Having both single and double quotation in a Python string

I'm trying to have a string that contains both single and double quotation in Python (' and "). However, Python always automatically corrects this to (\', "). I wonder if there's a way to put a double quotation and a single quotation together as it is.


Solution 1:

Use triple quotes.

"""Trip'le qu"oted"""

or

'''Ag'ain qu"oted'''

Keep in mind that just because Python reprs a string with backslashes, doesn't mean it's actually added any slashes to the string, it may just be showing special characters escaped.
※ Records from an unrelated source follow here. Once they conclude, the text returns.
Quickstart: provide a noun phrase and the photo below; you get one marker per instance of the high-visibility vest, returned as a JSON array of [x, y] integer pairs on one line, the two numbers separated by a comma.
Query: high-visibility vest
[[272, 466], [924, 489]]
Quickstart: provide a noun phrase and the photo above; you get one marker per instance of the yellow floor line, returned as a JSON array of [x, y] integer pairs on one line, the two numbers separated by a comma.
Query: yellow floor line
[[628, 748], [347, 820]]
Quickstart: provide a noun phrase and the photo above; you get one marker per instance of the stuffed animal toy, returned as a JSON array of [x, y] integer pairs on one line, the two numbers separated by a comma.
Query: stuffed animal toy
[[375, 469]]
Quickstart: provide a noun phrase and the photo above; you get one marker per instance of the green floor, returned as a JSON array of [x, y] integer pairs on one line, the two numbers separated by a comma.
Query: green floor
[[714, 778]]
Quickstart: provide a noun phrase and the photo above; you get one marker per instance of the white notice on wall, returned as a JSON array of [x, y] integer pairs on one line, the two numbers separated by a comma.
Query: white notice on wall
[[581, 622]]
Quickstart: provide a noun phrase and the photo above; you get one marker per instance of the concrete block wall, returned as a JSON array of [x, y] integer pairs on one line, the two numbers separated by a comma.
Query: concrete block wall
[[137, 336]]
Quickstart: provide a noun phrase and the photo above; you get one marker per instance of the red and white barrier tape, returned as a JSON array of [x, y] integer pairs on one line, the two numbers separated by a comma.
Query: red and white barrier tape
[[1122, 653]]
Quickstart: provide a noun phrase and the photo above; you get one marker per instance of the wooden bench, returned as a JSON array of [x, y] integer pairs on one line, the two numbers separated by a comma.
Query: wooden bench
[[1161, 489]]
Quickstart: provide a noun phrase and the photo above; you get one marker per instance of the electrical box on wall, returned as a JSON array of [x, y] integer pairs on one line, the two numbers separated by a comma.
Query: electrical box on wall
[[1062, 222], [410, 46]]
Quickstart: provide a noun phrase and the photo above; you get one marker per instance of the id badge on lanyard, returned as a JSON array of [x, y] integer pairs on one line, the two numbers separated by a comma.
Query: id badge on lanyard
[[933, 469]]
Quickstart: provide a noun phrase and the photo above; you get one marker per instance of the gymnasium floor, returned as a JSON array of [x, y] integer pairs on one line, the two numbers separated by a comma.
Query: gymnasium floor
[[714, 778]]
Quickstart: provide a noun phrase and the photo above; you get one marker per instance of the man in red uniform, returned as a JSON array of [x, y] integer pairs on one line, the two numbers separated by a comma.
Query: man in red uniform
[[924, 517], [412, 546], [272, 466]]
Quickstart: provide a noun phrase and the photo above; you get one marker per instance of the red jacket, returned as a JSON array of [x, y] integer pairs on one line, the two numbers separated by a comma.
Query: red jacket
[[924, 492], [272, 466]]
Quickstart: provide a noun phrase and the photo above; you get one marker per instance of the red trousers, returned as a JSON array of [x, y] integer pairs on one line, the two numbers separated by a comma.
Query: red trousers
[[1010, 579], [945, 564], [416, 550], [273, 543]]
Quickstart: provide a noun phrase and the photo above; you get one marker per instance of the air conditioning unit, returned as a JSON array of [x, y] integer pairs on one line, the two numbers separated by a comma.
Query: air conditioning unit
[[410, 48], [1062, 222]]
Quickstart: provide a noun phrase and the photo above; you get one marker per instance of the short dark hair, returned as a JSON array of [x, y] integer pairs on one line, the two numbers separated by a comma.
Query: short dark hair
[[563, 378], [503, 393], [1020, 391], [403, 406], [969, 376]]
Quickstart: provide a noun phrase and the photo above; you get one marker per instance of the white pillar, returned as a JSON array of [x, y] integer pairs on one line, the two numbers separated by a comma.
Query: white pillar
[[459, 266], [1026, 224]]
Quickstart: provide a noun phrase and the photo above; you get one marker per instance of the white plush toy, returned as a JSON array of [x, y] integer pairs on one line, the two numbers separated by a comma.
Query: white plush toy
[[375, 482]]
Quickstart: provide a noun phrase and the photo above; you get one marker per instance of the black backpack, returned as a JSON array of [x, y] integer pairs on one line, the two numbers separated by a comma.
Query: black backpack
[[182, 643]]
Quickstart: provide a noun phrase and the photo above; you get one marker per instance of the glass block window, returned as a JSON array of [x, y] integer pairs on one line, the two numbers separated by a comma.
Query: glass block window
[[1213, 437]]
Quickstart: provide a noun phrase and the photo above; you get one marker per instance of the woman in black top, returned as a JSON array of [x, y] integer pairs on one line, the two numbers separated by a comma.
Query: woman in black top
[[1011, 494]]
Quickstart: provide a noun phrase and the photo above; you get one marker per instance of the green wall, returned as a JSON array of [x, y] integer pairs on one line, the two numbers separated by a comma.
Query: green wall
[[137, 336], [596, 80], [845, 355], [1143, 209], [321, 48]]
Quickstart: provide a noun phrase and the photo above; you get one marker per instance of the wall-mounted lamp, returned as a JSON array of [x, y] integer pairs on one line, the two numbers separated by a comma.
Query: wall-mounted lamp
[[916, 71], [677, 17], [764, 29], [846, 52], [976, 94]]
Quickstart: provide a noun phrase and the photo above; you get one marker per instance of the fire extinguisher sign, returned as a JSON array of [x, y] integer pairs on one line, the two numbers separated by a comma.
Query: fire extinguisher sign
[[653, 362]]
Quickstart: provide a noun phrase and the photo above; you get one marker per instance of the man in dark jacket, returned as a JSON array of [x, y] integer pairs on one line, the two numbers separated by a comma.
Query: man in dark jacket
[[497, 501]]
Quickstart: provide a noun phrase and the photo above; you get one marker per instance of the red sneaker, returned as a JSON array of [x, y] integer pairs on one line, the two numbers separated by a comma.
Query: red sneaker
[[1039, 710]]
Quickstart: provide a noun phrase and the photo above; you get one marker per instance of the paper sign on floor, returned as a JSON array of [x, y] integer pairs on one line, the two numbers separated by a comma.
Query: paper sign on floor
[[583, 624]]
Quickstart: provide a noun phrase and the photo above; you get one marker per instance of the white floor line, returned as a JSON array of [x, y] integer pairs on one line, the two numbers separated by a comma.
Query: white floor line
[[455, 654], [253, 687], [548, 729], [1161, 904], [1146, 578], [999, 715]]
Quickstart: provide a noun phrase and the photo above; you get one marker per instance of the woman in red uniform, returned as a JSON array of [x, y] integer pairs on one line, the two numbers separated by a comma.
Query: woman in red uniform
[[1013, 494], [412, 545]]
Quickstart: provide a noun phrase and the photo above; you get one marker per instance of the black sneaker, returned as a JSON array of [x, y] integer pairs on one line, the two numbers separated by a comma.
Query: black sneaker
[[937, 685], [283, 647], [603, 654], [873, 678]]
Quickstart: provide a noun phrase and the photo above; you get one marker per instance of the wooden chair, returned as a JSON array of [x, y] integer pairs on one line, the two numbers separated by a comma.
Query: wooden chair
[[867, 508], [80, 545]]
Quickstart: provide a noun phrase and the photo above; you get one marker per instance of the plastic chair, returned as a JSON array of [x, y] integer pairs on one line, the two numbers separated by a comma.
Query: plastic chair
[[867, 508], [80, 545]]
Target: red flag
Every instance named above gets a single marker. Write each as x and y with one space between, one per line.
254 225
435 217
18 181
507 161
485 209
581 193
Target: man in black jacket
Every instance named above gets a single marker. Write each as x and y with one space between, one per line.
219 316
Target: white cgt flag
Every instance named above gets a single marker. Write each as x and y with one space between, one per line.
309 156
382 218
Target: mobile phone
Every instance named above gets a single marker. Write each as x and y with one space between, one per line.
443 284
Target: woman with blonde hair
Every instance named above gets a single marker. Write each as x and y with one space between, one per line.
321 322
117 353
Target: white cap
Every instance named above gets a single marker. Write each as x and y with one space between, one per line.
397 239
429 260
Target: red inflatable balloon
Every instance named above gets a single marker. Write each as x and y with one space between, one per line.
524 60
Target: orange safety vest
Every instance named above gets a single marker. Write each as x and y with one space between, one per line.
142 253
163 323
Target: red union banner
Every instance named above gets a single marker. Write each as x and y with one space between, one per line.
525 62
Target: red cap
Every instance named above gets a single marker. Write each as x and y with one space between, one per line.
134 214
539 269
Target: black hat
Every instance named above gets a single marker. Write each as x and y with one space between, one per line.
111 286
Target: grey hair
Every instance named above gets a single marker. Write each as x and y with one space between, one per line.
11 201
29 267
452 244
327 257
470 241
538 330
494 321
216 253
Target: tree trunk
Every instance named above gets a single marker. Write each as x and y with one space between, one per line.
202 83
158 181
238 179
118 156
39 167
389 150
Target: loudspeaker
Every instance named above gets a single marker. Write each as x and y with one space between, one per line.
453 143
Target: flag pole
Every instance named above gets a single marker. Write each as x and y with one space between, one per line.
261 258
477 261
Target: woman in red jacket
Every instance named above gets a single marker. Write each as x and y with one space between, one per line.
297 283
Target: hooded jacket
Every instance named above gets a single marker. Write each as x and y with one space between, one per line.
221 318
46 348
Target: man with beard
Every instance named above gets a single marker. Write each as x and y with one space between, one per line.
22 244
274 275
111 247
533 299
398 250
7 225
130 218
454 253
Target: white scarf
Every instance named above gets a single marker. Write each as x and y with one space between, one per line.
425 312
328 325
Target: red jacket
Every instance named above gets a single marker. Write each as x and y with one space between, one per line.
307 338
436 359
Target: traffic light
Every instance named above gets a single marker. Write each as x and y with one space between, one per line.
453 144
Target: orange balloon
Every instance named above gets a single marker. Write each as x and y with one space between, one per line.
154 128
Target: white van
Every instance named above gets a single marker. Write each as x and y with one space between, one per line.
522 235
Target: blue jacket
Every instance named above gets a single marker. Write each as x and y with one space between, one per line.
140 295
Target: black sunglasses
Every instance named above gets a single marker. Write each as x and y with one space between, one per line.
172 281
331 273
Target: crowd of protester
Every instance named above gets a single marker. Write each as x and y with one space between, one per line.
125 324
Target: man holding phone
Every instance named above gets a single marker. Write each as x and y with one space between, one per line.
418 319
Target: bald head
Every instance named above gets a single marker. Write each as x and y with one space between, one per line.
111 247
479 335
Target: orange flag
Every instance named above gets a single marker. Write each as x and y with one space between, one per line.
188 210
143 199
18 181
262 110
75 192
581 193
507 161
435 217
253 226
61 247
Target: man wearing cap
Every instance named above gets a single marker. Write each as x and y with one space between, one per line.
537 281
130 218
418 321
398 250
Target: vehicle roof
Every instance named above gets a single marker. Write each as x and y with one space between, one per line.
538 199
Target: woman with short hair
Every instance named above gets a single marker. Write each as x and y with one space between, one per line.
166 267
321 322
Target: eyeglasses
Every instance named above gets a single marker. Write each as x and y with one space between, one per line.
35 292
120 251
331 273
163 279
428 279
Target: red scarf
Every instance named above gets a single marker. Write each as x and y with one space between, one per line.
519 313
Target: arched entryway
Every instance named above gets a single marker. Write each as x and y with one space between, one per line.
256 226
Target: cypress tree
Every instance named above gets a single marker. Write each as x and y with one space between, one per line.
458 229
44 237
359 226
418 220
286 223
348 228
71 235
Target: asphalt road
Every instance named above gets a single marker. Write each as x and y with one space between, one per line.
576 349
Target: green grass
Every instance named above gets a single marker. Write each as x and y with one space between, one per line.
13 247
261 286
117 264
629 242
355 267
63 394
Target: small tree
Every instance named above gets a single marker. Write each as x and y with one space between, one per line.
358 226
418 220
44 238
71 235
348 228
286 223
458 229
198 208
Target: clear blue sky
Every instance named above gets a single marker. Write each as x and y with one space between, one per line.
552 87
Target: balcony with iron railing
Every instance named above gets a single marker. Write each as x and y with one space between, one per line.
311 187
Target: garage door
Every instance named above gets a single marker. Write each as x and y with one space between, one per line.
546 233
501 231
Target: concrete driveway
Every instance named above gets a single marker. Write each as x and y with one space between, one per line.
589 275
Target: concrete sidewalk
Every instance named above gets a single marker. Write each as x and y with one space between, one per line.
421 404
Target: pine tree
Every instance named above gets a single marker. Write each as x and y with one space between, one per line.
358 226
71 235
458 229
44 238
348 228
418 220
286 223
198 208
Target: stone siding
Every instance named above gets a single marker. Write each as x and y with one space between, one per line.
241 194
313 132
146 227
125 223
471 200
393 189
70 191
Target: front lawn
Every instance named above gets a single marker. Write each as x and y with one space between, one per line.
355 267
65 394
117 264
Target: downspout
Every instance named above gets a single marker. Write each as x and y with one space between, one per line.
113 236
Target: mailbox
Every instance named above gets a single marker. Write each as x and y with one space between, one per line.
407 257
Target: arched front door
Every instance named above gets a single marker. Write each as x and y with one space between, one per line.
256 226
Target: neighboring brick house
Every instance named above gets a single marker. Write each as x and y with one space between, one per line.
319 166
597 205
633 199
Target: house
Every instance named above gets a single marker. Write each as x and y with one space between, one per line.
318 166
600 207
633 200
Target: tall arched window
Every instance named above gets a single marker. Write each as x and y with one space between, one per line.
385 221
Using an example from the Python tutorial:

>>> len('"Isn\'t," she said.')
18
>>> len('''"Isn't," she said.''')
18

Even though the second string appears one character shorter because it doesn't have a backslash in it, it's actually the same length -- the backslash is just to escape the single quote in the single quoted string.

Another example:

>>> for c in '''"Isn't," she said.''':
...     sys.stdout.write(c)
... 
"Isn't," she said.
>>> 

If you don't let Python format the string, you can see the string hasn't been changed, it was just Python trying to display it unambiguously.

See the tutorial section on strings.

Solution 2:

Use triple-quoted strings:

""" This 'string' contains "both" types of quote """
''' So ' does " this '''

Solution 3:

To add both the single and double quote on python use screened (escaped) quotes. Try this for example:

print(" just display ' and \" ")

The \" tells python this is not the end of the quoted string.